LE RADIO - Je n'en sais plus rien… Toutes les communications semblent coupées. Nous tournons comme une toupie dans le cyclone.
LE PILOTE - L'avion se cabre, j'ai peine à tenir les commandes, mes doigts sont crispés. C'est comme si j'avais saisi un taureau par les cornes. Je vais lâcher une fusée éclairante… Mon Dieu, nous sommes au dessus de la mer, nous avons dérivé… Il faut revenir! Combien de temps encore?
LE RADIO - Une heure dix.
LE PILOTE - Je vais aller plein ouest. Direction la terre… les collines sont à cinq cents mètres, nous volerons à six cents… Avec un peu de chance…
LE RADIO - Regardez, regardez… un trou tout à coup dans les nuages! Une étoile, on voit une étoile.
LE PILOTE - Cap sur l'étoile! (un temps) Ah, tout à coup, par dessus la tempête, ce calme lumineux!
LE RADIO - Nous sommes sauvés?
LE PILOTE - Non, hélas non, c'est le cœur du cyclone, nous sommes perdus!

- 8 –
L'ADJOINT - Un télégramme… Il n'est pas direct, il a fait la chaîne de poste en poste.
LE DIRECTEUR – (lisant) Bloqués à trois mille huit cents mètres au dessus de la tempête. Naviguons plein Ouest vers la terre, car nous avions dérivé en mer. Nous ignorons où nous sommes. Dites-nous si la tempête s'étend à l'intérieur des terres...
L'ADJOINT - Qu'allons-nous faire?
LE DIRECTEUR - Essayez de leur dire que la tempête est partout… Que leur reste t-il?
L'ADJOINT - De quoi voler une demi-heure.
LE DIRECTEUR - Bien. (long silence) Je n'y peux plus rien. Vous ferez partir sans attendre le courrier pour l'Europe… (l'adjoint hésite…) Faites ce qu'on vous dit! Est-ce que j'ai besoin de faire un dessin? Faites-le partir! Immédiatement!

– 9 -
LA FEMME DU PILOTE - (se levant) J'irai les voir moi-même… Je sais, je les dérange, tout chez eux me refuse! Je suis dans leurs bureaux, consacrés à la prouesse virile, un objet étranger… Moi, la Femme, le Foyer, la Vie de chaque jour, les fleurs dans leur vase, le café sur la table. (s'avançant) Je voudrais voir monsieur Rivière…

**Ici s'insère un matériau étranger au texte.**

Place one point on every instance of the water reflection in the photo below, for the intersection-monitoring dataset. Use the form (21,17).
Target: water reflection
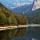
(29,33)
(16,34)
(36,33)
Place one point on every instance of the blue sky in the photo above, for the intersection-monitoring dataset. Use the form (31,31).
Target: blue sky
(15,3)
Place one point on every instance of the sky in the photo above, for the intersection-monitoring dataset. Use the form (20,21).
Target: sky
(15,3)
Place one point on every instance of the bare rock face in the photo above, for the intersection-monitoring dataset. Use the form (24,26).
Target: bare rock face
(36,4)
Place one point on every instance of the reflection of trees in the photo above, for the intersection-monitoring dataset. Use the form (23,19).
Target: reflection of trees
(8,34)
(36,18)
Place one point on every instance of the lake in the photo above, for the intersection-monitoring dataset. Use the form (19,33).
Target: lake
(27,33)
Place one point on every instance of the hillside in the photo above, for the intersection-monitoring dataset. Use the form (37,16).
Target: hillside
(7,17)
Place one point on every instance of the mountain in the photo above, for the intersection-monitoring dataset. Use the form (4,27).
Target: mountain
(23,9)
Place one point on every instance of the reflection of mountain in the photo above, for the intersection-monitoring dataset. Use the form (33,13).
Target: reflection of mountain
(26,9)
(37,11)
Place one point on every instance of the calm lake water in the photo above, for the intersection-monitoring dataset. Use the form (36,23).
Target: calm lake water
(30,33)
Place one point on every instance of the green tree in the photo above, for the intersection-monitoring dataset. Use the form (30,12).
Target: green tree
(2,19)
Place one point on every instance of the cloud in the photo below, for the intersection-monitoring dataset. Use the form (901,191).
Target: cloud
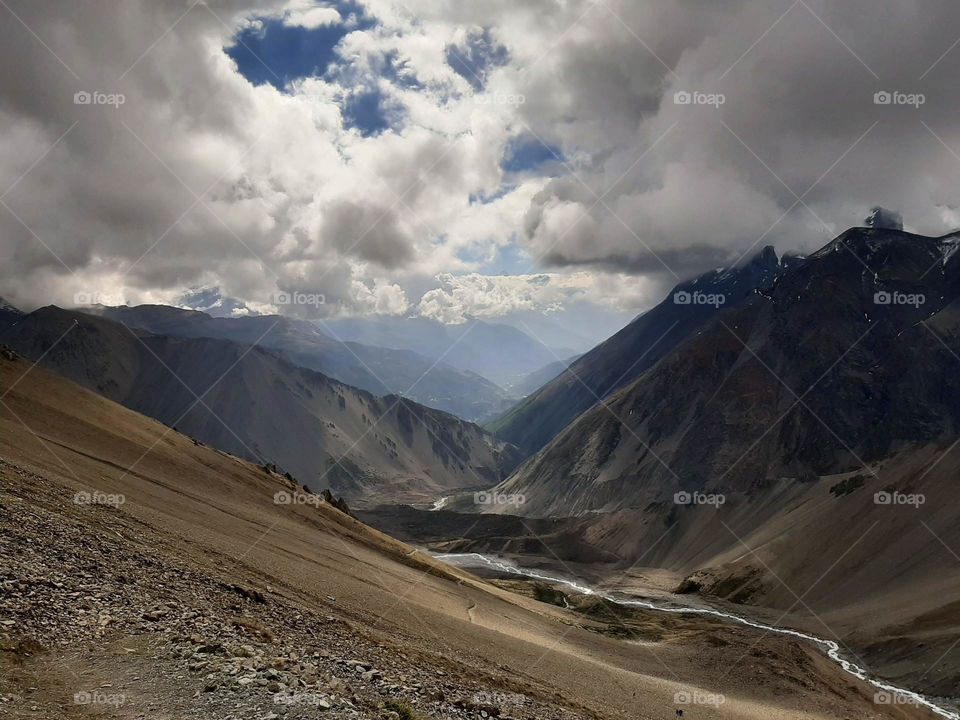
(309,14)
(200,178)
(882,218)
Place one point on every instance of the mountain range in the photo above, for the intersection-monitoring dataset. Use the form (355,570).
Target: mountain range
(829,362)
(504,354)
(254,403)
(380,370)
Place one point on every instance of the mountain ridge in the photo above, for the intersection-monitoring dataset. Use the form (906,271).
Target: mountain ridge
(255,404)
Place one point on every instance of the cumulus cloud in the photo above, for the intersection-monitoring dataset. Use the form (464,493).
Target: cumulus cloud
(882,218)
(460,297)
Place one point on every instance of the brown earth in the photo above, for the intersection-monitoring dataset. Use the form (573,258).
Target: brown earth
(162,605)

LE DIRECTEUR – (rejoignant la femme au milieu de la scène comme s'ils effaçaient l'avion, qui, dans le fond, cesse d'être éclairé) Entrez, madame…

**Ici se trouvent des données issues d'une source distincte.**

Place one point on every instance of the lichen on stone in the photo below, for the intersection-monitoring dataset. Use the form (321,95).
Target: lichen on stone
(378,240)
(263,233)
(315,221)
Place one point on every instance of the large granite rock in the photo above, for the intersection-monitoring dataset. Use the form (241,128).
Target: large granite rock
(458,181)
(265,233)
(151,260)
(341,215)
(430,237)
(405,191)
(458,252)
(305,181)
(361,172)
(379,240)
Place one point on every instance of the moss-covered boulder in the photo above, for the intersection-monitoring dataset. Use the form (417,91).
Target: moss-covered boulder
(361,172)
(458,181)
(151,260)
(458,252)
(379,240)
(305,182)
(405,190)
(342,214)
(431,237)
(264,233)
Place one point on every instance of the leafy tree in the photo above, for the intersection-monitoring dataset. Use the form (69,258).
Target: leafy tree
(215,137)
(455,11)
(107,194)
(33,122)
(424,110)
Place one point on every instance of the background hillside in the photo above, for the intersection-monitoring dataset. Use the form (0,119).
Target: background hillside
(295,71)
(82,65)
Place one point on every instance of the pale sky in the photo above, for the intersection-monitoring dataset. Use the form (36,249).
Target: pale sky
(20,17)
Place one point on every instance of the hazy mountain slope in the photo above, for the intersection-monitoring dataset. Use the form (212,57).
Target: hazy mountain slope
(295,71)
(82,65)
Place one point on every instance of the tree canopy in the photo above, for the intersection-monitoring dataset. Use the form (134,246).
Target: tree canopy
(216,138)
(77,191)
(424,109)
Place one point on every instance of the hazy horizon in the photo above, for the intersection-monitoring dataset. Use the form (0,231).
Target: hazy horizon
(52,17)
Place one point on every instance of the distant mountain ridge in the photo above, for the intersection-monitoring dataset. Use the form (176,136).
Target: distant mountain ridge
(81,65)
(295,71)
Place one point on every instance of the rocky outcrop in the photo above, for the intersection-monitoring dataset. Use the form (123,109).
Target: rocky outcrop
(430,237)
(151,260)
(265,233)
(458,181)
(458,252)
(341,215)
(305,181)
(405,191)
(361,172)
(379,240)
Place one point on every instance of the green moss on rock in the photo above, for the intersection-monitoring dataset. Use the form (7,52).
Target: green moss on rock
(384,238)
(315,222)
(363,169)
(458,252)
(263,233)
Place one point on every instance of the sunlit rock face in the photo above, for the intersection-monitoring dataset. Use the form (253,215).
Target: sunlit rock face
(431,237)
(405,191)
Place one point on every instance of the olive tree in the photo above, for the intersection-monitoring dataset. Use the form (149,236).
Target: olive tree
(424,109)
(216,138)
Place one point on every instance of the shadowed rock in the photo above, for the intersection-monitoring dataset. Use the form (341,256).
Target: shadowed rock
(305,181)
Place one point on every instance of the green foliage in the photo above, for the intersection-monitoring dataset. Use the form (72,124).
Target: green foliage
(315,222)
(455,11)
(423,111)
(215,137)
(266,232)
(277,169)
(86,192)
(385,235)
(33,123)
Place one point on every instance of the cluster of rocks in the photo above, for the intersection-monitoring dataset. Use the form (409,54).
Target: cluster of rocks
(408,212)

LA FEMME DU PILOTE - Je suis navrée de vous déranger.
LE DIRECTEUR - Madame, vous ne me dérangez pas. (silence) Madame, je ne sais pas que vous dire… Vont-ils se perdre en mer ou s'écraser sur les collines, l'avenir nous l'apprendra peut-être…De toute façon ils n'ont plus de quoi rentrer.
LA FEMME DU PILOTE - Tout est perdu, alors? (silence) Monsieur Rivière, ces hommes qui vont peut-être bientôt mourir, qui sont peut-être déjà morts, ils auraient pu vivre heureux. Au nom de quoi les avez-vous arrachés à leur bonheur?

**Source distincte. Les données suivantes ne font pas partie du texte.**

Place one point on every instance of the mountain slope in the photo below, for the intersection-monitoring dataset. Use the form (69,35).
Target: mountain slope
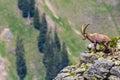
(71,14)
(10,17)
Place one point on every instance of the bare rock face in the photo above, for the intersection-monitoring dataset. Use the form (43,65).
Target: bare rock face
(92,67)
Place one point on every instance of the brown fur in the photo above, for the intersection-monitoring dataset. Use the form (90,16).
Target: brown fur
(96,38)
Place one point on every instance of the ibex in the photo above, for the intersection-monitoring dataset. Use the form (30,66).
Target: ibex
(95,38)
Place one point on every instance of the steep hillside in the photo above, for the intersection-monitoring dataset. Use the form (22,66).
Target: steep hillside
(71,14)
(68,15)
(10,17)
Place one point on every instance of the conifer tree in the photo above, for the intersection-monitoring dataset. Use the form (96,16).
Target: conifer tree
(31,7)
(20,60)
(64,55)
(20,4)
(25,9)
(55,58)
(48,59)
(43,33)
(57,41)
(36,19)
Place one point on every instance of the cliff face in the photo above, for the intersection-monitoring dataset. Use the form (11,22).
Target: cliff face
(93,67)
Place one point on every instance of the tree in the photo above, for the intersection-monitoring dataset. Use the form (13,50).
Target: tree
(64,57)
(48,59)
(20,4)
(43,34)
(27,7)
(31,7)
(57,41)
(54,56)
(25,10)
(36,19)
(20,60)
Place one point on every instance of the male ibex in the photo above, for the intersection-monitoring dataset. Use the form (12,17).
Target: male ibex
(96,38)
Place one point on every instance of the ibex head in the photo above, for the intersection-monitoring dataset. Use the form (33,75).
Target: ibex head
(83,31)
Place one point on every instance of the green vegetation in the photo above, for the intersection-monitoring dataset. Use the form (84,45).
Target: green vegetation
(72,14)
(20,59)
(10,17)
(42,34)
(36,19)
(27,7)
(55,57)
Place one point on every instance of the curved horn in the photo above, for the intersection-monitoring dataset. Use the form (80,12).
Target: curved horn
(84,28)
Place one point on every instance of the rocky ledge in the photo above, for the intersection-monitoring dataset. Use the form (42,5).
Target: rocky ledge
(93,67)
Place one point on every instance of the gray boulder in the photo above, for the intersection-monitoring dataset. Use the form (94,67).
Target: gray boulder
(99,70)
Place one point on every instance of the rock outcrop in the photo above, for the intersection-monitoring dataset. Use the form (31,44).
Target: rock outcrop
(93,67)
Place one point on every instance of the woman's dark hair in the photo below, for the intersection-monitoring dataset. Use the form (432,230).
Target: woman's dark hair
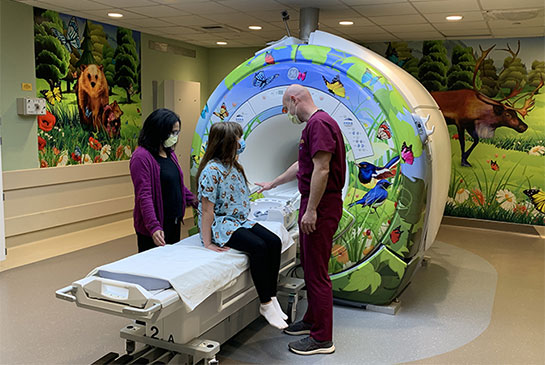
(156,129)
(223,146)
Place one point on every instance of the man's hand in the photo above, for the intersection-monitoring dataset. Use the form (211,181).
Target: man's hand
(264,186)
(216,248)
(158,238)
(308,222)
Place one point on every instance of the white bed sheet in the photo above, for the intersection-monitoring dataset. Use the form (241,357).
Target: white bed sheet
(193,271)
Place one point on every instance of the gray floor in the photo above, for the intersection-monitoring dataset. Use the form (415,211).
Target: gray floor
(448,305)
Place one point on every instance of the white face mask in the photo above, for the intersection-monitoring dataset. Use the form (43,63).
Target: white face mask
(293,117)
(170,141)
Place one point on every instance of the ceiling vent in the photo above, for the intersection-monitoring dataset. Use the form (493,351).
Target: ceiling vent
(513,15)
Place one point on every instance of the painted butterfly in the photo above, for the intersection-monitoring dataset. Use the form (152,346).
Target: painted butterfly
(395,235)
(384,131)
(494,165)
(538,198)
(261,81)
(335,87)
(71,39)
(407,153)
(223,112)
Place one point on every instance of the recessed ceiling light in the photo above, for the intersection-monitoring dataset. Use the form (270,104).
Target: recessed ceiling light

LE DIRECTEUR - Leur bonheur? (silence) Oui, le bonheur… Peut-être, je me le demande souvent, je ne suis sûr de rien, peut-être y a-t-il quelque chose de plus important que le bonheur.
LA FEMME DU PILOTE – Vraiment! Ô parole d'homme! Quoi donc?
LE DIRECTEUR - Je ne le sais pas encore bien… Quelque chose qui nous dépasse… Peut-être construire le monde, tous les jours le maintenir en vie, le recréer chaque fois qu'il menace de crouler. Un devoir, un devoir sacré… Je vous demande pardon, madame!


RAPPEL HISTORIQUE

Le comte Antoine de Saint-Exupéry (1900-1944), né à Lyon en 1900, fut dans sa jeunesse un élève distrait et négligent. Très attiré par l'aviation, il obtint son brevet de pilote pendant son service militaire (en 21-22). Sa carrière militaire se termina alors par un accident qui l'envoya à l'hôpital. Une fois démobilisé, il mena pendant quelques années à Paris une vie oisive et mondaine.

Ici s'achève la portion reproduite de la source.